PHILADELPHIA (GenomeWeb News) – The 1000 Genomes Project collaborators plan to begin releasing data early next year and expect to finish sequencing 1,200 human genomes by around the end of 2009, project representative David Altshuler announced yesterday at the American Society of Human Genetics meeting here.
The team anticipates an official data release starting in January 2009, following a pilot data release this December, said Altshuler, an associate professor of genetics and medicine at Harvard Medical School and a lead investigator for the project. After January, new data will likely be released quarterly.
Meanwhile, the three 1000 Genomes pilot projects — which began in January and are aimed at achieving low coverage of 180 individuals, high coverage of two parent-offspring trios, and targeted sequencing of 1,000 genes in approximately 1,000 individuals — are nearing completion, Altshuler said. Those efforts seem to be generating high-quality data and have already uncovered new genetic variants, he added.
“We declared the pilot project very much a success at this point,” Altschuler told reporters at a press briefing yesterday.
So far, the 1000 Genomes Project has generated 3.8 terabases of data. This September and October, Altshuler said, the team deposited as much data each week as was present in GenBank when the effort began. In 2009, the project is expected to up that dramatically, producing a petabyte of data.
Along with the sequencing effort itself, Altshuler emphasized a need for developing shared data formats for different stages of the analysis. In the absence of standard formats or a clear framework for such analysis, he added, efforts to decipher the genetic information would be delayed.
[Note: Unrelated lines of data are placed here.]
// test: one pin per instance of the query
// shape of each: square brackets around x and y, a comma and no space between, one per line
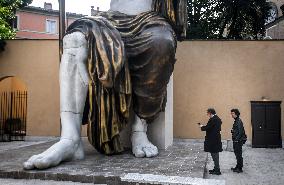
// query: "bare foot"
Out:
[63,150]
[141,146]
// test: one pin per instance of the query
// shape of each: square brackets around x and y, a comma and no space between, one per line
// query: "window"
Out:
[51,26]
[16,22]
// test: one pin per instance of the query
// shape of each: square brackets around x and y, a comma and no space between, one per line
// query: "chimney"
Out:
[93,11]
[47,6]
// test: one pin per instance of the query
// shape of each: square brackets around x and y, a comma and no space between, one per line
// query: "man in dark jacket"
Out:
[238,137]
[213,142]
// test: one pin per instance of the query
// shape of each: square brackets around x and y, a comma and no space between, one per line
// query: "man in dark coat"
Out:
[238,137]
[213,142]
Consequently, team members are working to develop draft formats to aid this analysis.
The goal of the 1000 Genomes Project, an international effort, is to uncover the genetic variants that are present at a frequency of one percent or more in the human genome.
Some have suggested that the large-scale sequencing effort may also help researchers impute new information for the more than 100,000 genotyped genomes available already. While that has not been shown for rare variants, Altshuler explained, it is possible that it could add value to the multitude of samples already scanned with chips.
But beyond the direct implications for the 1000 Genomes Project, the effort has spurred researchers to pioneer and evaluate methods that benefit other research efforts as well. For instance, researchers have been working with high-throughput sequencing, developed new approaches for exchanging and analyzing data, discovering SNPs and CNVs, and making imputations based on next-generation sequence data.
Discussing the project at the press briefing yesterday, former National Human Genome Research Institute director Francis Collins noted that while the project itself is not aimed at linking genotypes to phenotypes, “It will be the engine of many follow up studies.”